The body-perceiving museum
Venue:Stockholm School of Economics, room 311
Contemporary Media Art uses latest technologies as part of itself. Traditional museums are attracted by new technologies as well, and try to include them into their concepts, to expand the approach to the artefacts. In this paper we place the perspectival painting into focus of our discussion. An artist creates perspectival painting with consideration of the observer. The image configuration animates the passive observer to act. We assume that the position of the perspectival painting on the wall should depend on the observers’ viewpoint. Due to the different body height of the audience and the familiar hanging of paintings it is currently not possible to offer everyone the opportunity to step into the viewpoint. Therefore the relation between image, viewpoint and the enclosed room needs to be examined. To assure a consistency of the observation, the painting has to know about the presence of the observer. By using tracking technologies it is possible to offer an optimal view. The image geometry of the perspectival painting expands into the environment of the museum and immerses the observer. He adopts the image perspective as his own. With a first experiment we detected a significant relation between viewpoint and principle vanishing point. The enclosed room in front of the image is as important as the image and the observer. Therefore this unit has to be included by the creation of interactive environments.
Prof. Dr.-Ing. Rainer Groh
Rainer Groh graduated from Technische Universität Ilmenau with a degree in scientific instrumentation and from the University of Art and Design Halle with a degree in industrial design. He received his doctor’s degree at TU Ilmenau and is currently professor for media design at Technische Universität Dresden.
The group of Rainer Groh in Dresden has 10 years of experience in teaching and researching interaction design. Research efforts are concentrated on extending the repertoire of methodical tools and rules of design by taking multi-sensory interaction channels into account. Modern tracking technologies require appropriate design models that address all relations between diverse elements such as: objects, space, eye, hand, and body. A main focus are experimental approaches and creativity techniques to foster novel interface metaphors and applications.
Among the research topics is the projection of three-dimensional scenes in a way that matches human experience of reality as closely as possible. In the domain of interactive tabletops and surfaces, the research group of Rainer Groh has contributed a formalization of multi-touch gestures as well as interfaces for sketching and sense making.
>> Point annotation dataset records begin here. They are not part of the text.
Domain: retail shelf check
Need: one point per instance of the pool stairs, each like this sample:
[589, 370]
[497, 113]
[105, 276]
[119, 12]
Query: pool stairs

Rainer Groh organized national workshops, for instance under the umbrella of the German Informatics Society (Gesellschaft für Informatik e.V. (GI)) and its special interest group on Human-computer Interaction. Rainer Groh is co-founder of the section on Tangible Interaction in this German special interest group. A strong connection is established with art and science museums in Dresden, resulting in various collaborations and participations in exhibitions. He is currently developing a postgraduate degree program in cooperation with the Dresden Academy of Fine Arts, which fuses art, science, and technology.